Tank trucks play a crucial role in the storage and transportation of oil and gas. Tank trucks are often used for this purpose. When oil is needed, it is unloaded from the tanks. During this unloading process, the oil inevitably becomes viscous due to its low temperature, reducing its fluidity and preventing it from being unloaded smoothly. How can this problem be solved? A new local rapid heating technology for oil tanks has been reported to effectively address this issue.
Oil Tank Local Rapid Heater
Working Principle:
1. A vortex heat film heat exchanger is inserted radially into the bottom of the tank. The heat medium (steam) flows through the tubes, while the oil flows between the tubes in the shell-side. The shell-side oil intake is directly connected to the medium in the tank.
2. A temperature control valve is installed at the steam inlet of the heat exchanger. A temperature probe monitors the oil outlet temperature to control the steam flow rate, thereby ensuring a constant oil temperature. The heat exchanger utilizes high-efficiency vortex heat film tubes, ensuring optimal oil flow within the tubes. Its thermal efficiency is 3-5 times higher than that of conventional heat exchangers. The enhanced heat transfer mechanism is as follows: the oil fluid is designed to flow turbulently across the inner and outer surfaces, generating intense turbulence and flushing. The flow direction constantly changes, constantly replacing the high-temperature oil fluid adjacent to the tube wall. This weakens or even destroys the insulation layer, accelerates heat transfer across the metal surface, and strengthens microscopic vortexes within the fluid, enhancing internal heat diffusion within the oil. This prevents localized overheating of the fluid near the tube wall, ensuring adequate and sufficient heating without the risk of coking or decomposition. This provides excellent heat transfer without significant resistance.
Heating Features:
1. Fast heating speed, high heat transfer efficiency, and resistance to scaling.
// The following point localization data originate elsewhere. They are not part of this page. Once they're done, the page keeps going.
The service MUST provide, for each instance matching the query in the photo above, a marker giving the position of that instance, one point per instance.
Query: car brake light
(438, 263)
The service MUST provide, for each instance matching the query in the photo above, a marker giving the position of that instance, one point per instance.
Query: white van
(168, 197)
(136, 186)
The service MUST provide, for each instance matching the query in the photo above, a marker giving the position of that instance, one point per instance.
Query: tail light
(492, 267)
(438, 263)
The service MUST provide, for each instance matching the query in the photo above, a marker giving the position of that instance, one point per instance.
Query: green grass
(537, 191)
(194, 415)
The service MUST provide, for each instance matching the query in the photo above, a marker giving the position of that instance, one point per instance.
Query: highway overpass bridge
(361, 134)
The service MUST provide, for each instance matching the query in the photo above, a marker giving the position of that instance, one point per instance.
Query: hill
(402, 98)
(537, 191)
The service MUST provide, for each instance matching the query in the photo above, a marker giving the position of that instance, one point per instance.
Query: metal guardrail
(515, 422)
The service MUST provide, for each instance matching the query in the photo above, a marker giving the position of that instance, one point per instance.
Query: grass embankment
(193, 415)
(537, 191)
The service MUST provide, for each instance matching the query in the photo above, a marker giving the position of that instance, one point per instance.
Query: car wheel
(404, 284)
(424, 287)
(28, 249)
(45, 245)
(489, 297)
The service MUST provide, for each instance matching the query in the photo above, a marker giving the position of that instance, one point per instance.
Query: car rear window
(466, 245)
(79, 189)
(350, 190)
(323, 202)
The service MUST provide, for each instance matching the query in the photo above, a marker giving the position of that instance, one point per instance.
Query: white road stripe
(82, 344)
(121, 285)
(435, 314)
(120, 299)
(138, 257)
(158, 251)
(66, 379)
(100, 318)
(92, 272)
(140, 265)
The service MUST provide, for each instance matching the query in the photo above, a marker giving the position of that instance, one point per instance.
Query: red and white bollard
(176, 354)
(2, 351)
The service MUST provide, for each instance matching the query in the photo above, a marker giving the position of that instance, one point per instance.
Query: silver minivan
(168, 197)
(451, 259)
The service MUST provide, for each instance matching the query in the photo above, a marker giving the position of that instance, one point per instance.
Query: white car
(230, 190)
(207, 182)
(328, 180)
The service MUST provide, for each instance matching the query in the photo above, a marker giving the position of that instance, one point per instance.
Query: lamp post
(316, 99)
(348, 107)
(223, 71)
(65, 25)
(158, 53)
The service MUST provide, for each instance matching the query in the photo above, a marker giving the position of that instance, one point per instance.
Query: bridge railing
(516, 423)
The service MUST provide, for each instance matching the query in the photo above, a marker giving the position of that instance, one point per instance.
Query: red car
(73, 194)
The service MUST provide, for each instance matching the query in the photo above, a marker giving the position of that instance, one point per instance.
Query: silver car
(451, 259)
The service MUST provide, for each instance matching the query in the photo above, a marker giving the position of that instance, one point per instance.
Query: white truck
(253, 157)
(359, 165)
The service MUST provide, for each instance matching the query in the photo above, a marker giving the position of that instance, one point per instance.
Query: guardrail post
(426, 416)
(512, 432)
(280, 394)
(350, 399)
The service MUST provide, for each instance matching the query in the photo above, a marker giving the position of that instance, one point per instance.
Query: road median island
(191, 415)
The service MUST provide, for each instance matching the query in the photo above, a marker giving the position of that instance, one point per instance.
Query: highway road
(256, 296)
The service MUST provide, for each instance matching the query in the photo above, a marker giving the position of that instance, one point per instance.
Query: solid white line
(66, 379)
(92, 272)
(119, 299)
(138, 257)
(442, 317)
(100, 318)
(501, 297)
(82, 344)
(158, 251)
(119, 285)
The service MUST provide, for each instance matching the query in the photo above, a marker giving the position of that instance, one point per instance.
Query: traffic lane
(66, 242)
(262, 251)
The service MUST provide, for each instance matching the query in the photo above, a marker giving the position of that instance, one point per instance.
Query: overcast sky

2. Capable of quantitatively heating the oil, providing the required amount of heat.
3. Prevents localized overheating and carbonization of the oil, ensuring oil quality and heater heat transfer efficiency. 4. The oil outlet temperature is the highest within the tank, ensuring smooth flow of the poured oil.
5. Repeated heating of the oil within the tank is avoided, ensuring consistent oil color and reducing oil handling costs.
6. Long service life, corrosion resistance, high temperature resistance, high pressure resistance, and anti-fouling properties significantly enhance the overall performance of the heat exchanger.
7. Advanced process and structural design ensure smooth oil flow and effective tank bottom extraction.
8. Automated control is available, enabling the steam feed rate to be controlled based on the oil's inlet and outlet temperatures and the oil pouring flow rate.
9. Compact structure, easy installation and maintenance, with no impact on tank safety due to heater installation. Compared to U-tube heat exchangers, for the same heat transfer area, the eddy current heat film heat exchanger's dimensions are only approximately half of those of a U-tube heat exchanger.
10. Compared to electric heating, it is safer, provides gentler heating, and has less impact on oil quality.